Kars’ta Vali Rahmi Doğan Parkı’nda bir ayaya gelen Kars Demokrasi Güçleri Platformu, Rojin Kabaiş'in ölümü ve ölümünün ardından yaşanan gelişmeleri protesto etti.
Kars Demokrasi Güçleri Platformu adına hazırlanan basın açıklamasını okuyan DEM Parti Kars İl Başkanı Arzu Savaş Derman, Van Yüzüncü Yıl Üniversitesi öğrencisi Rojin Kabaiş'in yaşamını yitirmesi ile ilgili sorumluluğun, ağır bir biçimde ihlal edildiğini bir kez daha gösterdiğini söyledi.

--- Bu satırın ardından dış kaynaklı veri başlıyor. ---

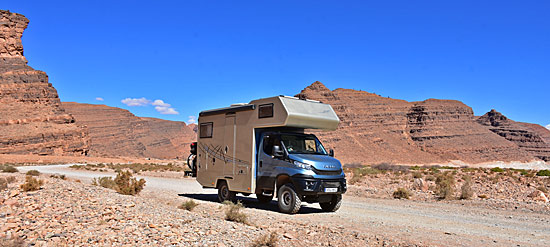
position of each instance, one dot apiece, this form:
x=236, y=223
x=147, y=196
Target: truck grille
x=327, y=172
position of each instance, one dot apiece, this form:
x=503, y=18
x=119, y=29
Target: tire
x=333, y=205
x=264, y=199
x=224, y=194
x=289, y=201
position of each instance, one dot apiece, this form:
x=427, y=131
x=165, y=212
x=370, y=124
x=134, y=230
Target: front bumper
x=318, y=186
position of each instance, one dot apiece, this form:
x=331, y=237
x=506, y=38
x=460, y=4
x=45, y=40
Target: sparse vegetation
x=9, y=169
x=233, y=212
x=33, y=173
x=497, y=169
x=466, y=189
x=123, y=183
x=267, y=240
x=445, y=184
x=545, y=173
x=188, y=205
x=31, y=184
x=401, y=193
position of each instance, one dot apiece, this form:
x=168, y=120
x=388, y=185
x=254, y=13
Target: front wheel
x=289, y=201
x=333, y=205
x=224, y=194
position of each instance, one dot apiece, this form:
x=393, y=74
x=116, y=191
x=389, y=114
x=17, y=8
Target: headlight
x=302, y=165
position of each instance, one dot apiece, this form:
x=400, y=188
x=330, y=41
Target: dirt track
x=425, y=223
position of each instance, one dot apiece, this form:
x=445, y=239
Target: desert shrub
x=33, y=173
x=542, y=189
x=497, y=169
x=233, y=212
x=9, y=169
x=401, y=193
x=445, y=184
x=267, y=240
x=188, y=205
x=543, y=173
x=390, y=167
x=31, y=184
x=127, y=185
x=15, y=242
x=3, y=184
x=105, y=182
x=62, y=176
x=466, y=191
x=11, y=179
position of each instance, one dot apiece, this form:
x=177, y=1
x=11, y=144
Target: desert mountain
x=32, y=120
x=532, y=138
x=375, y=129
x=117, y=132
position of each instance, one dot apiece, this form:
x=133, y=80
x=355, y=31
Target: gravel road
x=426, y=223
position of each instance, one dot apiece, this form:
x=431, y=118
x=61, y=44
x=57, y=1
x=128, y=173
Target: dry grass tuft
x=267, y=240
x=233, y=212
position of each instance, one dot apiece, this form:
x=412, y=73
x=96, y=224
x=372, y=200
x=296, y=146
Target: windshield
x=302, y=144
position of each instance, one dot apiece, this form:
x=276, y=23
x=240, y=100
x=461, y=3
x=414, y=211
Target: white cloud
x=136, y=102
x=161, y=106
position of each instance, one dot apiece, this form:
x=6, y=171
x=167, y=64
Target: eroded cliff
x=31, y=118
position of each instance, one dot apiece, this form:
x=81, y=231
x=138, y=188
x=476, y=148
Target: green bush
x=31, y=184
x=127, y=185
x=33, y=173
x=9, y=169
x=497, y=169
x=188, y=205
x=233, y=212
x=267, y=240
x=543, y=173
x=445, y=184
x=401, y=193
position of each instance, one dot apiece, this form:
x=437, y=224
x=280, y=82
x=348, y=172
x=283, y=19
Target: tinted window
x=205, y=130
x=265, y=111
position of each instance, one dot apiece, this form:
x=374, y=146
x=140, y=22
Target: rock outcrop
x=375, y=129
x=32, y=120
x=531, y=138
x=116, y=132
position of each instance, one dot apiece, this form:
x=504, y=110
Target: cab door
x=229, y=145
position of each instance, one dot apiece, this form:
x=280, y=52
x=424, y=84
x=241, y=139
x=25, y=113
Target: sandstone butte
x=116, y=132
x=375, y=129
x=32, y=120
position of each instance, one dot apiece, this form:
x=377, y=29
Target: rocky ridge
x=375, y=129
x=116, y=132
x=531, y=138
x=32, y=120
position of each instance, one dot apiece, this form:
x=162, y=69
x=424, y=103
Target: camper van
x=261, y=148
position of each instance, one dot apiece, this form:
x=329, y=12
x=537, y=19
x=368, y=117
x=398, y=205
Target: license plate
x=331, y=189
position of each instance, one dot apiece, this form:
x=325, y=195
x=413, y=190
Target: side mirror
x=277, y=152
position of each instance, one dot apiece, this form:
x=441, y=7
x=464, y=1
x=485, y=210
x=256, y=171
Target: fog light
x=310, y=185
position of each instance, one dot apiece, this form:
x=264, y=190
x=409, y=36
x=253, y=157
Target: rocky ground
x=69, y=213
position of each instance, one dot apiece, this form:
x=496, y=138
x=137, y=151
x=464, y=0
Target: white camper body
x=227, y=139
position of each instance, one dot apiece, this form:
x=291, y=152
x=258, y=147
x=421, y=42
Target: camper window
x=265, y=111
x=205, y=130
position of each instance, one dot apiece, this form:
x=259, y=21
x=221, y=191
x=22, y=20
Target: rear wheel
x=289, y=201
x=224, y=194
x=333, y=205
x=263, y=198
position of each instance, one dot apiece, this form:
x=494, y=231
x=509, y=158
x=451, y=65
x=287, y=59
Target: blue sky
x=186, y=56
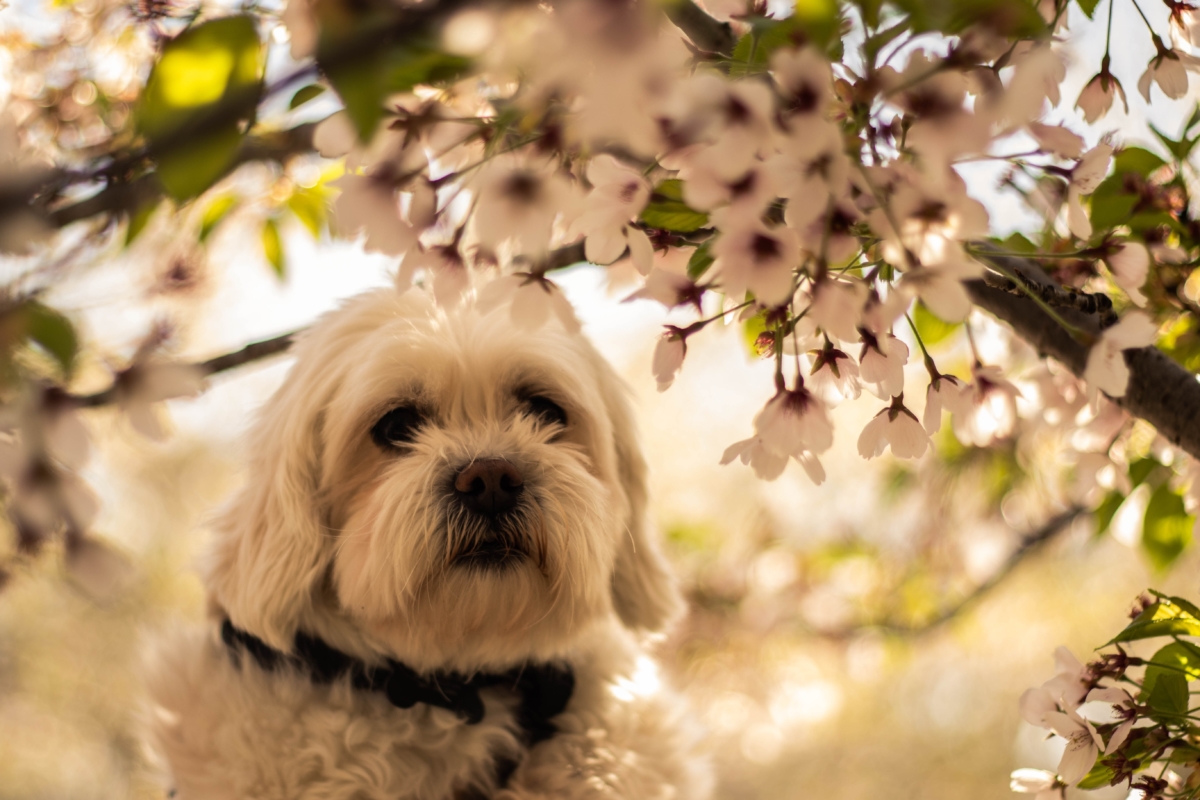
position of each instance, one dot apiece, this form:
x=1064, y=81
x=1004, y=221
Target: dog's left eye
x=397, y=426
x=546, y=410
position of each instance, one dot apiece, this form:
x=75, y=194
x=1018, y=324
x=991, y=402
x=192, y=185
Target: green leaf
x=751, y=330
x=365, y=83
x=273, y=247
x=1169, y=695
x=138, y=221
x=205, y=82
x=1101, y=775
x=217, y=210
x=1111, y=205
x=1167, y=528
x=305, y=94
x=933, y=329
x=310, y=208
x=1176, y=659
x=1107, y=510
x=667, y=210
x=52, y=332
x=1186, y=606
x=1179, y=149
x=701, y=259
x=1137, y=160
x=1163, y=618
x=1140, y=469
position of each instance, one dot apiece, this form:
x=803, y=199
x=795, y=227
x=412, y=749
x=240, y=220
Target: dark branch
x=251, y=353
x=120, y=198
x=1159, y=391
x=706, y=32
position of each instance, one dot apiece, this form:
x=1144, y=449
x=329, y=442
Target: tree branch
x=706, y=32
x=249, y=354
x=1029, y=545
x=117, y=198
x=1159, y=391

Arzu Savaş Derman, okuduğu açıklamada ayrıca şu ifadeleri kullandı:
“Devletin en temel görevinin vatandaşlarının can ve mal güvenliğini sağlamak, özellikle de gençlerin eğitim aldığı kurumlarda yaşam hakkını güvence altına almakla yükümlü olmaktır.
Rojin Kabaiş, üniversite öğrencisi olarak eğitimine devam ettiği sırada ansızın kaybolmuş, ailesinin başvurusu üzerine yürütülen arama çalışmaları sonucunda Van Gölü'nde cansız bedeni bulunmuştur.
Rojin Kabaiş'in dosyası, tıpkı benzer kadın ölümlerinde olduğu gibi 1 yıldır sürüncemede bırakılmıştır. Dosyanın sürüncemede bırakılmasına gerekçe olarak "intihar" şüphesi öne sürülmüş, bu değerlendirme soruşturmayı daraltan ve olası fail ya da faillerin korunmasına yol açan bir yaklaşım haline getirilmiştir. Bu tutum, cezasızlık politikasının bir sonucu olarak şüpheli ölüm dosyalarının etkili biçimde soruşturulmamasına ve olası faillerin yargı denetiminden uzak bir şekilde toplum içinde dolaşmaya devam etmesine neden olmaktadır. Adli Tıp Kurumu, bu coğrafyada hem devlet suçlarının örtbas edilmesinde hem de erkek faillerin aklanmasında tek resmi delil merkezi olarak işlev görmektedir. Bu durum, dosyanın bir yıldan fazla süredir sonuçlanamamasının yanı sıra, kadınların adalete erişimini de sistematik olarak engellemektedir.
Rojin'in ailesi, olayın başından beri bunun sıradan bir kayıp ve intihar vakası değil, planlı bir cinayet olduğunu ısrarla dile getirmektedir. Ancak ne yazık ki, Türkiye Büyük Millet Meclisi'nde DEM Parti'nin "Rojin Kabaiş cinayetinin aydınlatılması ve araştırma komisyonu kurulması" yönündeki önergesi AKP ve MHP oylarıyla reddedilmiştir.
Bu ret kararı, sadece Rojin'in ailesine değil; Türkiye'deki tüm genç kadınlara, öğrencilere ve halkımıza verilmiş olumsuz bir mesaj niteliğindedir. Devletin kurumları susarken, adalet gecikirken, toplumsal vicdan yara almaktadır. Bu durum, bir hukuk devleti ilkesine, insan haklarına ve kadınların yaşam hakkını koruma yükümlülüğüne açıkça aykırıdır.”